Si algo distingue a Borges es su generosidad. El irónico, el reticente, era ante todo
un entusiasta; el aristócrata de espíritu, un demócrata laboral: no había tarea menor. Desde el legendario folleto sobre los bacilos búlgaros, escrito en compañía de Bioy
para promover los productos lácteos de La Martona, hasta sus últimos prólogos —siempre
hay un último prólogo de inminente aparición— todos los géneros y subgéneros fueron
cultivados con inigualable rigor. Biografías y reseñas de libros en revistas para señoras,
como El Hogar, solapas de novelas policíacas y de las otras, en colecciones como «El
séptimo círculo» y «La torre de marfil», colaboraciones regulares en el suplemento literario
de La Nación —Hietzsche, Poe, Sarmiento—, una enciclopedia china, o en la revista
Sur; prólogos a libros de pintura como el dedicado a Figari, presentaciones de
carpetas de serigrafías como las que Carlos Páez Vilaró dedicó, con el título de Mediomundo
(1971), a los patios del conventillo de negros en el Montevideo que también
forma parte de la mitología de Borges.
Su espectro de intereses, como el mundo mismo, es muy amplio. A ello debemos
añadir sus caballerosos y gentiles prólogos a, de seguro, hermosas mujeres que incurrían
en libros de versos y páginas, sueltas y errantes, que andan por allí, semiperdidas,
cuando, por ejemplo, como director de la Biblioteca Nacional, reanudó la revista de
la misma o presentó el catálogo de una exposición de libros españoles.
No hace mucho, en noviembre de 1991, en Santiago de Chile y con motivo de la
inauguración de la Fundación «Vicente Huidobro», volví a compartir, con María Kodama,
el culto a Borges; la próxima edición de La Pléiade donde irán muchas de sus
páginas perdidas; la Fundación Borges, tan amplia como El Congreso mismo, ese relato
que también abarca el universo y el hecho de que muchas gentes, en lugares tan
inverosímiles como Bogotá o Alcalá de Henares, fatiguen bibliotecas y librerías de viejo,
en pos de otra página, una más, del maestro por antonomasia.

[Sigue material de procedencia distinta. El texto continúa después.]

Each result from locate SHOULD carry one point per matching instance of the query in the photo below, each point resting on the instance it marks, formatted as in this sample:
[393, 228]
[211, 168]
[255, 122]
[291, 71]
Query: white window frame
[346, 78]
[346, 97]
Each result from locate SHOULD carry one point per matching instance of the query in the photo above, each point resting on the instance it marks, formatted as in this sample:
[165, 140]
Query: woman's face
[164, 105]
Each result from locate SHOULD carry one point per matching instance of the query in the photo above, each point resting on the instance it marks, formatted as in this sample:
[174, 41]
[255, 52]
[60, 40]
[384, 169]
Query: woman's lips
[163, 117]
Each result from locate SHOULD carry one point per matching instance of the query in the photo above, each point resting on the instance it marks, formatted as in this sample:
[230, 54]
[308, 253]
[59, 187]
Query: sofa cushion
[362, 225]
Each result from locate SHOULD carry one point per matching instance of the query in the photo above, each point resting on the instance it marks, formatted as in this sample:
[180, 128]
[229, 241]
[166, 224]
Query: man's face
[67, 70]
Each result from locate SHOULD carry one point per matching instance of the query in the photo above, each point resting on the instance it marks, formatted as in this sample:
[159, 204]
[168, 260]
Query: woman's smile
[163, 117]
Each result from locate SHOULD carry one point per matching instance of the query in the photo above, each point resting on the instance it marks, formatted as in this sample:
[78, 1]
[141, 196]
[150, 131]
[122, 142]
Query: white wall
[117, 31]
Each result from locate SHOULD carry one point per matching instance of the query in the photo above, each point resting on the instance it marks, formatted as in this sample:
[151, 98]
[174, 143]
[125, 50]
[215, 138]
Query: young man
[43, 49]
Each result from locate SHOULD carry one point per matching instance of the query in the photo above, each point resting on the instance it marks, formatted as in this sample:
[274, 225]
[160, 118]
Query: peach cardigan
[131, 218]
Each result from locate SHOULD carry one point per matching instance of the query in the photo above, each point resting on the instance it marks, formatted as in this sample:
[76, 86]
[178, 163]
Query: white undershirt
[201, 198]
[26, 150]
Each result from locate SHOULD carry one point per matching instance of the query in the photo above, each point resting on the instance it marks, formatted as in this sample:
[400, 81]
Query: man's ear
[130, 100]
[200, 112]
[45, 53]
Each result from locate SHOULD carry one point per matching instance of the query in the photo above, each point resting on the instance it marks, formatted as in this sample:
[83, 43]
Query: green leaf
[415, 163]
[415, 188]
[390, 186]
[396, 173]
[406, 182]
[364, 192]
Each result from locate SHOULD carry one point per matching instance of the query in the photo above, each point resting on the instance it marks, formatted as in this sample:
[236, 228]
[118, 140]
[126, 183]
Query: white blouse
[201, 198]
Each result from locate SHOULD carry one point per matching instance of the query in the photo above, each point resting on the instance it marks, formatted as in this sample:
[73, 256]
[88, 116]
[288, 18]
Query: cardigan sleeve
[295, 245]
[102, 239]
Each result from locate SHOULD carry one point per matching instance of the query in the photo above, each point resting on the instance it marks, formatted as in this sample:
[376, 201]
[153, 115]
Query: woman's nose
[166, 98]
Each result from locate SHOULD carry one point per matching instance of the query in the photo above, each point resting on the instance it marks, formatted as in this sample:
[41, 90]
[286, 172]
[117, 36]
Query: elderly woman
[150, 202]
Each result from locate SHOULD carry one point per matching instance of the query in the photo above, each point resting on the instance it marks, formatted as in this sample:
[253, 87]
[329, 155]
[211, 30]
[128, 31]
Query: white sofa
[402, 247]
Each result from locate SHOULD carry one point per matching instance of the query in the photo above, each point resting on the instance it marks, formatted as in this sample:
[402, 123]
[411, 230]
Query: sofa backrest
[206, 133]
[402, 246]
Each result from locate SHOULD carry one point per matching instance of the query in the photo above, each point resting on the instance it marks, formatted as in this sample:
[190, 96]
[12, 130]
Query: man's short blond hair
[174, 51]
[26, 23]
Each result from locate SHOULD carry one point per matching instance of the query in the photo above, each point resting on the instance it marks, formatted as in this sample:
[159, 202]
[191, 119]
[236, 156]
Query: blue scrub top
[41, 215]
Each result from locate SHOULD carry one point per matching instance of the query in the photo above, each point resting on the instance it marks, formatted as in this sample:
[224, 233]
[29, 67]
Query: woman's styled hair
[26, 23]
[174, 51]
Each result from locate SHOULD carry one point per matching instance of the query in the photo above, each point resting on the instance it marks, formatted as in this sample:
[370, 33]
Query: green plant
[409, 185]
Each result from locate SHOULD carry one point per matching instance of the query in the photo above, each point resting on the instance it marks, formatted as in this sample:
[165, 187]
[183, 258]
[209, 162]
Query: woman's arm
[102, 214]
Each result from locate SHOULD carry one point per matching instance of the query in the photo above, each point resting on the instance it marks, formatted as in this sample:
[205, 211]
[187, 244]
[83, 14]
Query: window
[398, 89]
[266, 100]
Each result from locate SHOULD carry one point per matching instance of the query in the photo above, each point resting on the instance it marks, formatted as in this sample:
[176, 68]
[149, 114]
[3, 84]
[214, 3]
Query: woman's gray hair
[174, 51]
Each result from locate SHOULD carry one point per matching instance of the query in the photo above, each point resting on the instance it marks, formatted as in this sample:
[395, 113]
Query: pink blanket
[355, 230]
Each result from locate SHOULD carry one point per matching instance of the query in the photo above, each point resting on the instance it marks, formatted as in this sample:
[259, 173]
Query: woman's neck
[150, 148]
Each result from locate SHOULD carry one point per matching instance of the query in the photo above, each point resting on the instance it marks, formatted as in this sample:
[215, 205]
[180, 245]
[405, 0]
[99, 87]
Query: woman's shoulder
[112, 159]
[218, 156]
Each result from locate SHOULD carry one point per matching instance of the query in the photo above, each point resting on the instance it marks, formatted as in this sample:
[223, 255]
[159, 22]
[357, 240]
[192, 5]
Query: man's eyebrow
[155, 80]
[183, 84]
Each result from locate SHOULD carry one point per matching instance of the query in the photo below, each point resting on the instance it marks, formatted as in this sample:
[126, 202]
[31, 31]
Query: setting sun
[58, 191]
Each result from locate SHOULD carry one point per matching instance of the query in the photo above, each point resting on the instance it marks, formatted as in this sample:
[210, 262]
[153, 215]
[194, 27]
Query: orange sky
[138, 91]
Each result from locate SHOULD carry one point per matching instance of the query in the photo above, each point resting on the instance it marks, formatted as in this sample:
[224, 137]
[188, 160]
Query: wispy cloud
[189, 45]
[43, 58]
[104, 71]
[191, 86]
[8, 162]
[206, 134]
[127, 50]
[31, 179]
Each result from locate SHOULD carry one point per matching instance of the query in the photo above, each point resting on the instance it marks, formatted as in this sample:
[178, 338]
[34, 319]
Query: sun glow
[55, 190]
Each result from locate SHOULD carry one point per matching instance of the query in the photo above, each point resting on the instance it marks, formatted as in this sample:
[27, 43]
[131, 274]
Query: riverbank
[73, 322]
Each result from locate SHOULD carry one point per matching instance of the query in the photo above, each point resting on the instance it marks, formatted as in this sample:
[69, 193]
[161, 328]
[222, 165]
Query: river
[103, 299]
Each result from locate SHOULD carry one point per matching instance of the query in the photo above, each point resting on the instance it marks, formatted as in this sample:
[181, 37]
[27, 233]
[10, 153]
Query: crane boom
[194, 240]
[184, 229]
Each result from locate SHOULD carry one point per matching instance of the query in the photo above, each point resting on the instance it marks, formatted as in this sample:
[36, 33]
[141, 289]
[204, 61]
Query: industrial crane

María Kodama, quien
secunda estas empresas con su generosa sabiduría oriental, me animó a continuar en
la pesquisa, y ahora Cuadernos Hispanoamericanos la acoge dentro de un justo homenaje.
La secuencia, para quien ama el riguroso y a la vez elástico orden mental propio
de Borges, resulta apasionante. Comienza por un elogio de la biblioteca y la revista,
prosigue interesándose por los avatares histórico-poéticos de su patria, Argentina, y
luego se desplaza a otra de sus patrias, Japón, para retornar, al final, a los caballos
de las pampas presentando el nuevo modelo de la Fiat, año 1971.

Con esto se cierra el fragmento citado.